Early success steals youth away from even the most gifted
Tipping Point:My, my. What japes we had on Saturday night in Croker. Not so much a game of two halves, more like a night of six sixths or seven sevenths.
At times it seemed as if the pitch was on an axle and every once in a while someone (possibly a Central Council delegate gone stone mad with the power) decided to tilt it so that one or other of the teams was playing downhill.
Scores came in cloudbursts, Stephen Cluxton missed a penalty and Ger Brennan’s grip on his marbles slipped for just long enough to earn him a red card.
Mayo looked heavy-legged towards the end but saw little enough to fret about on the road back west. Ger Cafferkey got a severe chasing from Bernard Brogan all right but you’ll have that sometimes.
Better to be skinned in March than scalded in August or September.
In amongst the carnival lights, Ciarán Kilkenny quietly and unobtrusively put spark to his own candle. Smuggled into the starting line-up as a late replacement for Diarmuid Connolly, this was his first league game as a Dublin senior.
Anyone expecting to see the cartwheeling fizzbomb who put up 2-10 against Carlow in an under-21 match the other week might have left wondering what all the fuss is about. Kilkenny didn’t take a shot at goal all night.
That wasn’t what he was there for though. His job for the night was to process ball from out around the 45 into the full-forward line. Time after time, he arrowed 30-yard kick passes into Brogan, Paddy Andrews and later, when he came on , Kevin McManamon.
The best of them came in the second half, soon after Brennan had walked and Cluxton had seen his penalty saved.
Kilkenny arced a gorgeous pass down the sideline under the Hogan Stand, putting McManamon away for the goal that gave Dublin a lead they never lost. It wasn’t so much play-making as quarter-backing.
Earlier last week, Kilkenny turned up in Croke Park for one of the publicity gigs of which we’ve all become so fond. It was his first outing since his love letter to the GAA back at the start of January and for as long as we came up with questions, he leaned against a desk off to the side of the GAA Museum and happily came back with answers.
He talked about life and passion and teaching and all that good stuff, every once in a while throwing in a seanfhocal that made a fair portion of the hacks cough and shuffle and stare at our shoes. The dread thought struck that if the football and hurling didn’t work out for some reason (God forbid), this lad could be GAA president by the time he turns 26 (seriously God, forbid).

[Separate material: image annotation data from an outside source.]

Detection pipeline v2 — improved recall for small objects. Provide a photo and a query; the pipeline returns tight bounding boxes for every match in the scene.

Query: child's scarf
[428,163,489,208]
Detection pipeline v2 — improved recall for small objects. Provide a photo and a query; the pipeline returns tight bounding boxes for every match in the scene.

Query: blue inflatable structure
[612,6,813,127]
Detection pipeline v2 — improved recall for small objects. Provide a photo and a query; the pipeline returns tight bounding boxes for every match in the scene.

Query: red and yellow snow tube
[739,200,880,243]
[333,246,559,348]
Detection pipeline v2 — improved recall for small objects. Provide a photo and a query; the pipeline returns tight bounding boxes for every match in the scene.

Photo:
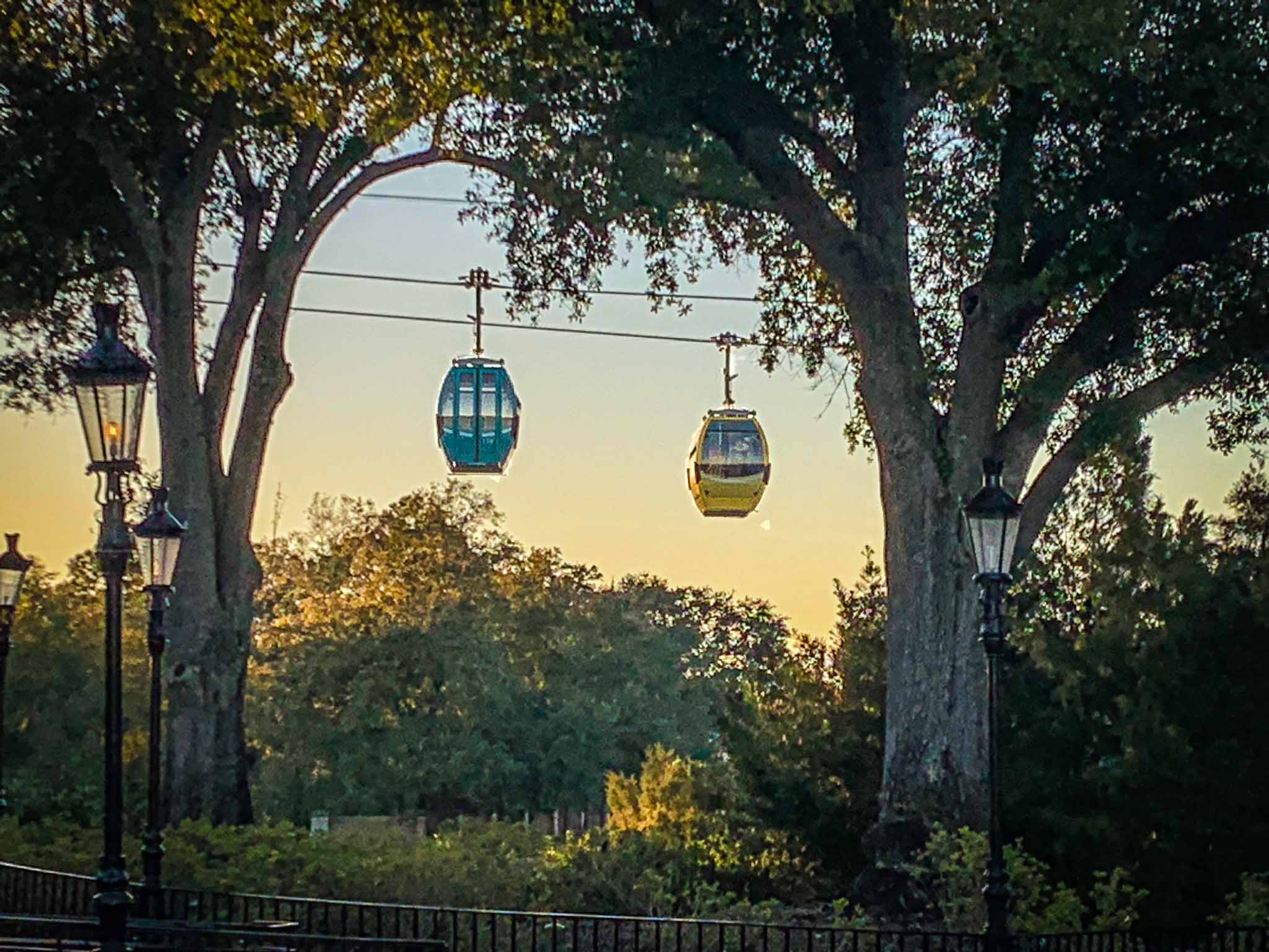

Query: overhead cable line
[203,299,745,344]
[208,261,762,305]
[358,191,492,204]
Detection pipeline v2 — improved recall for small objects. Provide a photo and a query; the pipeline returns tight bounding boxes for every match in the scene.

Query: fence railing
[0,914,445,952]
[0,863,1269,952]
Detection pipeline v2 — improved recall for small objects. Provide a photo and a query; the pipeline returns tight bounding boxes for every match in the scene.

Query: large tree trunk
[881,449,987,834]
[138,251,290,824]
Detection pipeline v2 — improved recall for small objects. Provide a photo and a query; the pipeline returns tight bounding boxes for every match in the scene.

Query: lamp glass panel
[966,515,1018,575]
[0,569,25,606]
[137,536,180,587]
[75,381,145,463]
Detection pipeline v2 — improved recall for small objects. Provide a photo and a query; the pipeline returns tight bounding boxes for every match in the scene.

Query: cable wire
[207,261,760,305]
[203,299,752,344]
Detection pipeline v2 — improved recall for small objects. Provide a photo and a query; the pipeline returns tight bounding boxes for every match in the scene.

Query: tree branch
[983,89,1040,283]
[203,145,268,472]
[999,198,1269,477]
[1014,351,1229,561]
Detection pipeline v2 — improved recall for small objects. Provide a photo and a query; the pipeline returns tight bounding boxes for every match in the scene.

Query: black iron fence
[0,914,444,952]
[0,863,1269,952]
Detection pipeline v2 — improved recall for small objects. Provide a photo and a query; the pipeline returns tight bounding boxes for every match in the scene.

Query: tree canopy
[454,0,1269,832]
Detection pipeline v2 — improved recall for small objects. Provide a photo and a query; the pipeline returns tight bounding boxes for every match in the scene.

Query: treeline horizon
[5,438,1269,928]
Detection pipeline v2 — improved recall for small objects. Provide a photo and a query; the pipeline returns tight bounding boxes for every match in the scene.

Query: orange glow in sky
[0,169,1246,635]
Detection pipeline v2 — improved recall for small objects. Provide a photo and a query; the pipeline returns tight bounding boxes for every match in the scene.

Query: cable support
[207,261,761,305]
[203,299,754,346]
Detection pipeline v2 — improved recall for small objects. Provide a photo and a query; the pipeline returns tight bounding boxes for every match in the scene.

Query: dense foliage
[1004,443,1269,923]
[7,469,1269,930]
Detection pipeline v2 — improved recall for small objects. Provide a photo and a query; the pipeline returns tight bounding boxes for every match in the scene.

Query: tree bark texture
[98,123,449,824]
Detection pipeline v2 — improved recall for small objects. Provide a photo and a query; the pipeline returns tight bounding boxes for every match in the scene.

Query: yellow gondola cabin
[688,408,772,518]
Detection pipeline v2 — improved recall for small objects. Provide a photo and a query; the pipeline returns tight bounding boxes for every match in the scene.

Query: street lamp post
[0,532,30,818]
[68,304,150,952]
[963,460,1021,952]
[132,486,185,919]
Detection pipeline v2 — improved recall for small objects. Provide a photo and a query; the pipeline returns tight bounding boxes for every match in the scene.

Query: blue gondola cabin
[437,357,520,474]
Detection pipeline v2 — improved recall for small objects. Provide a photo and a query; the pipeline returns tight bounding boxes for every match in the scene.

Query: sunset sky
[0,169,1246,634]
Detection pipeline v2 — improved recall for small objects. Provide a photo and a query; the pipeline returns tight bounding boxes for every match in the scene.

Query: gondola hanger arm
[709,331,749,406]
[458,268,494,357]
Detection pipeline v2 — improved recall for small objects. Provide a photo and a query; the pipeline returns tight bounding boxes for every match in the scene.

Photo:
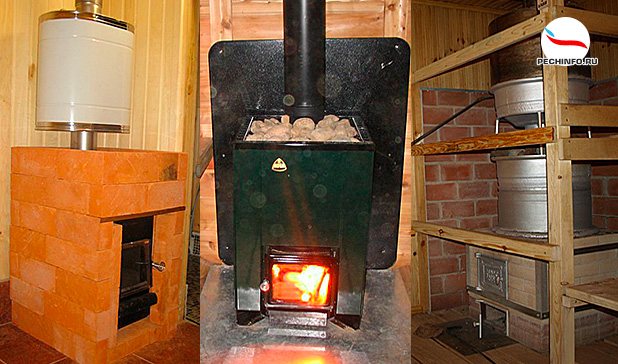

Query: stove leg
[333,314,361,330]
[236,310,264,326]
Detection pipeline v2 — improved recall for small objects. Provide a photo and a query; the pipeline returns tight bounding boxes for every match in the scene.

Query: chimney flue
[283,0,326,122]
[75,0,103,14]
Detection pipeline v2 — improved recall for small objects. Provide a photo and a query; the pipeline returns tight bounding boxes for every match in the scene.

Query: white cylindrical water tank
[36,11,134,133]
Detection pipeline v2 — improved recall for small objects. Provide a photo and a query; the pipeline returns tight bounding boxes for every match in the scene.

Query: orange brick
[48,319,77,359]
[56,149,105,184]
[19,258,56,291]
[10,225,45,261]
[45,236,112,281]
[11,302,53,345]
[15,202,56,235]
[11,277,44,315]
[56,269,112,312]
[11,173,50,204]
[89,184,148,217]
[44,292,84,334]
[146,181,185,211]
[97,221,114,250]
[42,180,90,213]
[84,309,118,342]
[56,210,101,250]
[11,147,58,178]
[9,251,21,278]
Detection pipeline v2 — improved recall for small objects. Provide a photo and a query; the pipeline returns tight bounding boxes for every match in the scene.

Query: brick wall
[423,89,497,310]
[590,78,618,230]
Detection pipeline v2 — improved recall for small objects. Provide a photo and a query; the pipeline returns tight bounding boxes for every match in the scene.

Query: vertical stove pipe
[283,0,326,122]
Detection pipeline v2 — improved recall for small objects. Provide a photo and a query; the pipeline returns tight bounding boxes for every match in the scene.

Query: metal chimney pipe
[75,0,103,14]
[71,0,103,150]
[283,0,326,122]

Kilkenny is 19, won’t be 20 until July. He is at that stage just now where every mention of his gifts comes accompanied by a reference to his birth cert. Saturday night was his first league game only because he was studying for his Leaving Cert this time last year. Yet when you watch him play and listen to him speak, his age becomes worth remarking upon only for how little he seems to act it.